Iranian Families of MKO victims asks Europe to ban the group

Representatives of Iranian Families of terror victims called for the European Parliament not to permit terrorist Mujahedin Khalq Organization (MKO) to carry out any action in Europe.
The representatives also expressed their readiness to provide evidence showing the MKO crimes.

"Presence of Maryam Rajavi, one of the top leaders of the MKO in the European parliament and her speech against the Islamic Republic of Iran, created a good opportunity to reveal performance and terrorist background of the group," the representatives said in a statement.
The statement highlighted the terrorist measures of the group killing 12,000 Iranians including women and children after victory of Islamic Revolution and its help to army of the former Iraqi President Saddam Hossein and Baath regime security services.

"We as representatives and children of 16,000 families of terror victims that 12,000 thousands of them have been murdered by the terrorist group’s attacks call for you not to let the group carry out any activity based on European and international rules." "We are ready to provide you with evidence of crimes of the group."

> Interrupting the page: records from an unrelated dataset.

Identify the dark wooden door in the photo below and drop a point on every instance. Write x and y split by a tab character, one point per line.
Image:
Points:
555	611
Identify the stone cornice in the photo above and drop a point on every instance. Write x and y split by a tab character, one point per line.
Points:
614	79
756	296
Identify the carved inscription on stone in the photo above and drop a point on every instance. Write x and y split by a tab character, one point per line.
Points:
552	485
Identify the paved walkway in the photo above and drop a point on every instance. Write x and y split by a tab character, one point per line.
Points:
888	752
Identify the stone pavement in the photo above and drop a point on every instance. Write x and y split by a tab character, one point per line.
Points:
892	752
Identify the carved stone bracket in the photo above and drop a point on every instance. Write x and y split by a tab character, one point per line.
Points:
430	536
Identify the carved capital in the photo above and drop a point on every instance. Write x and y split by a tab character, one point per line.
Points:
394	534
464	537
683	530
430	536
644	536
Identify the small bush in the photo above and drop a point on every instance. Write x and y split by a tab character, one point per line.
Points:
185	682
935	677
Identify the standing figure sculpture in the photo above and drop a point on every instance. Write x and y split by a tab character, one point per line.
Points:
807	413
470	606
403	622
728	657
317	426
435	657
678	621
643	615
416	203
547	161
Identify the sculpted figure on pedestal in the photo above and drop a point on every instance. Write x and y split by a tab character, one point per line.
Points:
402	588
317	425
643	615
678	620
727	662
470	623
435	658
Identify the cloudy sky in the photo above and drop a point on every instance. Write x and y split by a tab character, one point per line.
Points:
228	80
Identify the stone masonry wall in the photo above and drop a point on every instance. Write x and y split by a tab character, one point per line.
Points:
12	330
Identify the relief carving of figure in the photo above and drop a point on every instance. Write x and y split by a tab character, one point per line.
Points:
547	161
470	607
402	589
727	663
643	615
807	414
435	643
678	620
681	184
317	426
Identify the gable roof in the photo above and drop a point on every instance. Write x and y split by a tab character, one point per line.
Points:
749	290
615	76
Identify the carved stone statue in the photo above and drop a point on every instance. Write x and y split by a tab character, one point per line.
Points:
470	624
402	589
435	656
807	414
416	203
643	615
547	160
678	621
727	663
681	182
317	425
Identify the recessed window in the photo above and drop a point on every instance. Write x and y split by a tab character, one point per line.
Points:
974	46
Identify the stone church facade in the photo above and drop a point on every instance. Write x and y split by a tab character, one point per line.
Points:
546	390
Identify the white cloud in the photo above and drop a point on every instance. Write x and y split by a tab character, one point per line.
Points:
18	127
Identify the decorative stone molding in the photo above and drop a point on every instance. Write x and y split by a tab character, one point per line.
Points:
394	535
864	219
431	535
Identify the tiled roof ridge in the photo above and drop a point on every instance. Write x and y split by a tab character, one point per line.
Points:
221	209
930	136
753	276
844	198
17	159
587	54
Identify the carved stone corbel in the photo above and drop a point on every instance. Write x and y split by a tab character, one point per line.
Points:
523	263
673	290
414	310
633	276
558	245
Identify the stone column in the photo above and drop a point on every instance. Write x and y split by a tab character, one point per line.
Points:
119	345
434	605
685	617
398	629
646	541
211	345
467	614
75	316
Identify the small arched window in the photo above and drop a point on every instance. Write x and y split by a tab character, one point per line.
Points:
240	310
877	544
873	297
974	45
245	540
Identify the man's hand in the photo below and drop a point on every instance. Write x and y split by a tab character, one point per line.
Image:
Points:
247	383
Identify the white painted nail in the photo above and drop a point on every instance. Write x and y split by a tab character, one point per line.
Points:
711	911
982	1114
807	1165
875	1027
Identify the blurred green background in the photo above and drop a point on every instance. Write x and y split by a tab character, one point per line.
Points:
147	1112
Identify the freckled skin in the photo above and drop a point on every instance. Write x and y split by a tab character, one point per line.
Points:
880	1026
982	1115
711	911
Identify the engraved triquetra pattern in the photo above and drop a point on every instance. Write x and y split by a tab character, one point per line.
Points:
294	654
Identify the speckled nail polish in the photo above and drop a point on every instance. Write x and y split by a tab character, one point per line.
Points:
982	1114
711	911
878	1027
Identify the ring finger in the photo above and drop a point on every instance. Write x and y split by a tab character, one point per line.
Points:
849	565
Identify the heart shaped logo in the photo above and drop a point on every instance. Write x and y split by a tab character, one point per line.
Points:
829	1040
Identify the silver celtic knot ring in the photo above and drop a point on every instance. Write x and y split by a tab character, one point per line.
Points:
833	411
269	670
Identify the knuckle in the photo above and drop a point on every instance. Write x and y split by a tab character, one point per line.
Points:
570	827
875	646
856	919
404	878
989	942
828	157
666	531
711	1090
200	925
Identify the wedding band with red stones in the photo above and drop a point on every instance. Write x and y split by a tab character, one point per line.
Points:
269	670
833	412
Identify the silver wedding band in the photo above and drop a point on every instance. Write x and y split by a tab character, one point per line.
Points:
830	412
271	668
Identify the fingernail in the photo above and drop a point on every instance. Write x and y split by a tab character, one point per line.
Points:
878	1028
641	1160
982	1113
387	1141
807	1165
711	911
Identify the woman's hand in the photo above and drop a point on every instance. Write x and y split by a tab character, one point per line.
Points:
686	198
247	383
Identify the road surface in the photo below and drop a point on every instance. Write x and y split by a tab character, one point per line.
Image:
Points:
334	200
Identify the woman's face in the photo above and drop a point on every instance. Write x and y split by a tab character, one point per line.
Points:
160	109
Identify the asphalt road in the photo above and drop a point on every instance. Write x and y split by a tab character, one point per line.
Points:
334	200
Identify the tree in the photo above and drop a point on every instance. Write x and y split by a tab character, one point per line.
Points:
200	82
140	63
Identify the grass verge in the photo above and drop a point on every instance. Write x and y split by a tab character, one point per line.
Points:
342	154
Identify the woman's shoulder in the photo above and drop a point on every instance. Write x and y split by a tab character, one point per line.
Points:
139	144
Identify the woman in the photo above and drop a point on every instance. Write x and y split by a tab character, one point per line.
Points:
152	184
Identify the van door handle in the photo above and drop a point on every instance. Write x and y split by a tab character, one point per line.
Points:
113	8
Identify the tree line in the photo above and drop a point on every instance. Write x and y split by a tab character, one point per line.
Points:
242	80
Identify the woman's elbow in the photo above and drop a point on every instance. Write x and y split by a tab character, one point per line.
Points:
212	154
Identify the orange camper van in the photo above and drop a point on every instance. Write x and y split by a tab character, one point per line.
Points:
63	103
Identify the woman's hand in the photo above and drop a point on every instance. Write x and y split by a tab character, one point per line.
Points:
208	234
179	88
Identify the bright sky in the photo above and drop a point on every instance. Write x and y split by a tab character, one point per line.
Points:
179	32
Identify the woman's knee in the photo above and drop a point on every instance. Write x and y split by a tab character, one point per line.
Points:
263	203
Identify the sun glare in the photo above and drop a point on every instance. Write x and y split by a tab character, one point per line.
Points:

The Iraq-based MKO is listed as a terrorist group by many international organizations and some countries.

The MKO founded in 1960s and has masterminded a large number of terrorist attacks in Iran and Iraq, killing and injuring thousands of people.

The US troops disarmed the MKO terrorists following the 2003 US-led invasion on Iraq. Members of the group are now based at Iraq’s Camp Ashraf.

Former Iranian President Mohammad-Ali Rajaei, Prime Minister Mohammad-Javad Bahonar, and Judiciary Chief Mohammad Husseini Beheshti are among victimes of the group’s attacks who all were assassinated in 1981.